Almost all of the listed types of buildings arising from the construction of railways were used to a greater or lesser extent throughout the entire period under consideration.
Constructively, the evolution of locomotive buildings looks more definitely. If in the middle of the XX in. Premises with steam stalls were blocked by brick arches (depot of the Nikolaev railway, lines from.-Petersburg – New Peterhof, New Roads and others.), already in the 60s, this expensive and difficult type of ceiling is replaced by the undivided dominance of wooden and metal-rod farms of a triangular outline with various systems of arrangement of the elements of the grate. The use of metal farms was usually limited to overlapping forges in steam locomotive buildings, which was caused by fire requirements. By the end of the century, metal farms were wider in virtue of the same requirements.

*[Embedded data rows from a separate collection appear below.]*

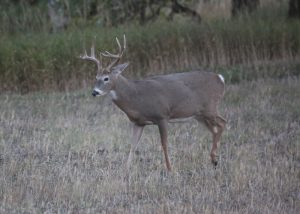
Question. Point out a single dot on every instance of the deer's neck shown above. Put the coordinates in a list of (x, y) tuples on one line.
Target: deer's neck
[(123, 93)]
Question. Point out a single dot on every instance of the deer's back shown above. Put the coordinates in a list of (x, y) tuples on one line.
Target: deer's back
[(179, 95)]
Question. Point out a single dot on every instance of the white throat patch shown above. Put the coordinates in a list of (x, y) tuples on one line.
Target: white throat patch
[(113, 94)]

In the first decade XX in. In the designs of steaming buildings, a shift was outlined in connection with the introduction of reinforced concrete in them. For rectangular in terms of multi -span buildings, flat coatings with a longitudinal location of the main beams and transverse lights began to be used, similarly as it was done in tram depots. Such, for example, a steam locomotive building on st. Minsk built in 1908-1909.
The roofs of these buildings were first metal, but by the end of the XX in., When it turned out that the sulfur gas stamps have a harmful effect on them, the roof from the tiles, apparently, because of the greater difficulty of their implementation, they still did not become predominant.
End floors of steam buildings, characteristic of the middle of the XX in., Subsequently, they were replaced by brick, asphalt, etc. Wagon buildings were a building most often with through routes. Some of them have reached huge sizes. So, at Art. Petersburg “Main carriage shed size 100×2.5 soot. covers five ways of passenger trains “. They were built from brick and wood, and sometimes had a frame of brick.